In most countries, the generic drug manufacturers have to prove “bio-equivalence”, i.e. the generic medicine works the same way, to the same extent and for the same purpose, as the originally patented drug. The regulations in India until April 2017, oddly, required bioequivalence testing only during the first four years of a drug becoming available for generic production; after four years, manufacturers only need permission from the state licensing authorities that don’t demand the data. The law has changed to require bioequivalence tests for some classes of generic medicines, but its coverage is not universal and enforcement is yet to be evaluated.
This is going to be a challenge because the Central Drugs Standard Control Organization (CDSCO) has been accused of engaging in malpractices such as faking endorsement letters from doctors to secure marketing authorizations, approving drugs without conducting clinical trials, and accepting bribes from companies for fast approval of products. Moreover, the president of the Indian Medical Association (IMA) told The Hindu in April 2017 that there is an inadequate number of drug inspectors—roughly 1,800 for the entire country.
Thus, there are several challenges before generic medicines can become mainstream. First, the poor regulatory regime has dented perceptions about the quality of generic drugs. Second, since generic products don’t advertise—and save costs that way—the good-quality manufacturers are not able to compete with shoddy manufacturers on cost, essentially creating the “lemons problem” by driving the good-quality generic manufacturers to advertise and become branded generics, or exit the market. Third, the incentive to cut costs increases as massive government contracts are allocated to the lowest bidder. That probably explains why over 10% of the medicines in the government supply chain were found to be not of standard quality (NSQ), according to the National Drug Survey 2014-16. The globally accepted NSQ level is only 2%.

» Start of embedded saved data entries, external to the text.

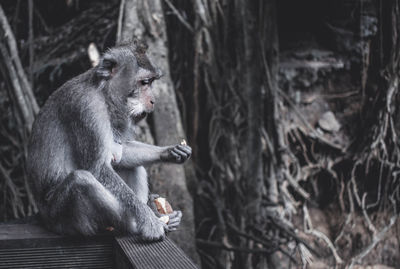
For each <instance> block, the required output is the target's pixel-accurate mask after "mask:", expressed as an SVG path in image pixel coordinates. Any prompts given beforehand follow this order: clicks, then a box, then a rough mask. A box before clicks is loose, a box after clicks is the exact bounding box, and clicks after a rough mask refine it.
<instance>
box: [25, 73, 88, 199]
mask: <svg viewBox="0 0 400 269" xmlns="http://www.w3.org/2000/svg"><path fill="white" fill-rule="evenodd" d="M89 71H90V70H89ZM89 71H88V72H86V73H84V74H82V75H80V76H78V77H75V78H73V79H71V80H69V81H67V82H66V83H65V84H64V85H62V86H61V87H60V88H58V89H57V90H56V91H55V92H53V93H52V94H51V95H50V97H49V98H48V100H47V101H46V103H45V104H44V106H43V107H42V108H41V110H40V112H39V114H38V115H37V117H36V119H35V122H34V124H33V126H32V132H31V136H30V139H29V144H28V159H27V172H28V175H29V181H30V184H31V185H32V187H33V191H34V194H35V198H36V200H37V202H38V203H39V207H40V205H41V204H43V203H44V199H45V195H46V193H45V192H46V190H49V189H50V188H51V186H54V185H56V184H57V183H59V182H58V181H60V180H62V179H64V178H65V177H66V176H67V175H68V174H69V173H70V172H71V171H74V170H75V169H77V166H76V163H75V158H74V154H73V151H72V148H73V147H72V145H71V144H70V143H71V141H70V139H69V133H71V131H72V130H69V129H70V128H68V127H67V126H66V124H64V122H65V121H66V120H68V121H77V120H78V118H76V117H75V116H77V115H74V114H77V113H78V114H79V113H82V111H84V110H85V107H84V106H85V102H87V100H85V99H86V98H87V91H90V90H91V89H90V87H89V83H88V88H86V89H82V87H77V85H82V81H86V80H88V79H89V78H88V76H90V73H89ZM77 81H80V83H79V84H78V83H76V82H77ZM84 91H86V92H84Z"/></svg>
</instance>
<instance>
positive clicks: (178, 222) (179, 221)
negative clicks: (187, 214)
mask: <svg viewBox="0 0 400 269" xmlns="http://www.w3.org/2000/svg"><path fill="white" fill-rule="evenodd" d="M168 216H169V222H168V227H170V228H171V227H178V226H179V224H180V223H181V220H182V212H181V211H180V210H178V211H174V212H173V213H171V214H169V215H168Z"/></svg>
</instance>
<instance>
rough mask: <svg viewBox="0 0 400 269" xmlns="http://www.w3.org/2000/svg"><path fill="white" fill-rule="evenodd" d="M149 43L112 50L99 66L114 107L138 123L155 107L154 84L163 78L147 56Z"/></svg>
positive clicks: (150, 111)
mask: <svg viewBox="0 0 400 269" xmlns="http://www.w3.org/2000/svg"><path fill="white" fill-rule="evenodd" d="M146 50H147V46H146V45H144V44H142V43H140V42H138V41H135V42H133V43H129V44H124V45H120V46H118V47H114V48H112V49H110V50H108V51H107V52H106V53H105V54H104V55H103V57H102V58H101V60H100V63H99V65H98V66H97V67H95V69H96V75H97V78H98V79H100V81H101V82H102V83H104V84H103V85H105V86H104V88H103V89H104V93H105V96H106V100H107V102H108V103H110V104H112V105H113V109H114V110H116V109H117V110H119V112H122V113H123V115H126V116H128V117H130V118H131V119H132V120H133V121H134V122H135V123H137V122H138V121H140V120H142V119H143V118H145V117H146V115H147V114H148V113H151V112H152V111H153V110H154V104H155V99H154V93H153V89H152V83H153V82H154V81H155V80H156V79H159V78H160V77H161V71H160V70H159V69H158V68H156V67H154V66H153V65H152V63H151V62H150V60H149V59H148V58H147V55H146Z"/></svg>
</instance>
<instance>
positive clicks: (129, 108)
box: [127, 68, 159, 122]
mask: <svg viewBox="0 0 400 269" xmlns="http://www.w3.org/2000/svg"><path fill="white" fill-rule="evenodd" d="M158 77H159V75H157V74H156V73H154V72H152V71H150V70H146V69H143V68H139V69H138V71H137V72H136V76H135V80H134V81H133V83H134V84H135V85H133V87H132V91H131V92H130V93H129V94H128V97H127V107H128V113H129V116H130V117H131V118H132V119H133V120H134V121H135V122H139V121H140V120H142V119H143V118H145V117H146V115H147V114H149V113H151V112H153V110H154V104H155V99H154V93H153V87H152V86H153V82H154V81H155V80H156V79H157V78H158Z"/></svg>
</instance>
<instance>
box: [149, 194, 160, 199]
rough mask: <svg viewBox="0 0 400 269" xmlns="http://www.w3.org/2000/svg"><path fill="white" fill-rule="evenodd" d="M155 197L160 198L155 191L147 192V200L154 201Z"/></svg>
mask: <svg viewBox="0 0 400 269" xmlns="http://www.w3.org/2000/svg"><path fill="white" fill-rule="evenodd" d="M157 198H160V195H158V194H156V193H150V194H149V201H154V200H155V199H157Z"/></svg>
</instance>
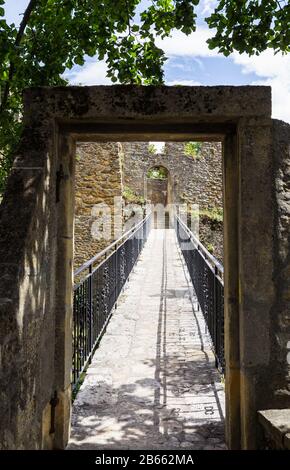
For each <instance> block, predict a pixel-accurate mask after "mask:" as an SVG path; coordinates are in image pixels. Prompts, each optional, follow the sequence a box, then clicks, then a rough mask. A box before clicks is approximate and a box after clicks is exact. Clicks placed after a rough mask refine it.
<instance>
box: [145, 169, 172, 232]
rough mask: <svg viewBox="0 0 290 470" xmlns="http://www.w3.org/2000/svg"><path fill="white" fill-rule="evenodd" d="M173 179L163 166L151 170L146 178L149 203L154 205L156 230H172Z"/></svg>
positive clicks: (145, 179) (152, 204)
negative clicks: (170, 203) (172, 194)
mask: <svg viewBox="0 0 290 470" xmlns="http://www.w3.org/2000/svg"><path fill="white" fill-rule="evenodd" d="M170 183H171V179H170V174H169V171H168V169H167V168H166V167H165V166H163V165H160V166H153V167H151V168H149V170H148V171H147V173H146V178H145V185H146V188H145V194H146V199H147V202H149V203H150V204H151V205H152V211H153V226H154V228H170V227H171V217H170V203H171V202H172V201H171V190H170V188H171V184H170Z"/></svg>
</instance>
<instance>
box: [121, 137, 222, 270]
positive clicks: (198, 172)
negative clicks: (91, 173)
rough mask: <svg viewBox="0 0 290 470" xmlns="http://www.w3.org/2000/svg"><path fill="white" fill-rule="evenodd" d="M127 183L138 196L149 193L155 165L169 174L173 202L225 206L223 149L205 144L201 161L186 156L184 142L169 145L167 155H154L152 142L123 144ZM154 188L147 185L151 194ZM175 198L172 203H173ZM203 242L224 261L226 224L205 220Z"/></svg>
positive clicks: (207, 206)
mask: <svg viewBox="0 0 290 470" xmlns="http://www.w3.org/2000/svg"><path fill="white" fill-rule="evenodd" d="M122 147H123V153H124V169H123V180H124V186H129V187H130V188H131V189H132V190H133V191H135V192H136V193H138V194H140V195H142V196H144V194H145V193H146V189H145V186H146V178H145V176H146V173H147V171H148V170H149V168H151V167H152V166H164V167H165V168H167V169H168V171H169V186H171V190H170V188H169V202H176V203H189V204H198V205H199V208H200V209H208V208H211V209H212V208H221V207H222V206H223V182H222V146H221V143H220V142H204V143H203V144H202V148H201V152H200V155H199V158H193V157H191V156H188V155H186V154H185V153H184V143H183V142H166V144H165V148H164V151H163V153H159V154H152V153H150V152H149V151H148V142H133V143H132V142H126V143H122ZM149 193H150V188H149V187H148V186H147V195H149ZM170 199H171V201H170ZM199 236H200V240H201V242H202V243H203V244H204V245H205V246H206V247H207V248H208V249H210V250H212V252H213V254H214V256H216V257H217V258H218V259H219V260H220V261H221V262H223V224H222V223H212V222H211V220H210V219H208V218H207V217H202V218H201V219H200V224H199Z"/></svg>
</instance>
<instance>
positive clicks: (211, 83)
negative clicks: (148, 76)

The government’s strategy of increasing affordability by reducing compliance costs on the pharmaceutical industry has increased the advertising burden on the good-quality producers. Certification practices, whether by government or a private agency, can mitigate that problem and allow good-quality generic medicine manufacturers to differentiate themselves on a variable other than price.
Cheaper generics are one of the important factors for reducing healthcare cost. The practice of generic substitution is strongly supported by health authorities in many developed countries, where bioequivalence tests are mandatory, to help contain prescription drug spending. These requirements might increase the price of generic medicines slightly, but they will drive poor-quality manufacturers out of the market and allow generics to compete with branded generics.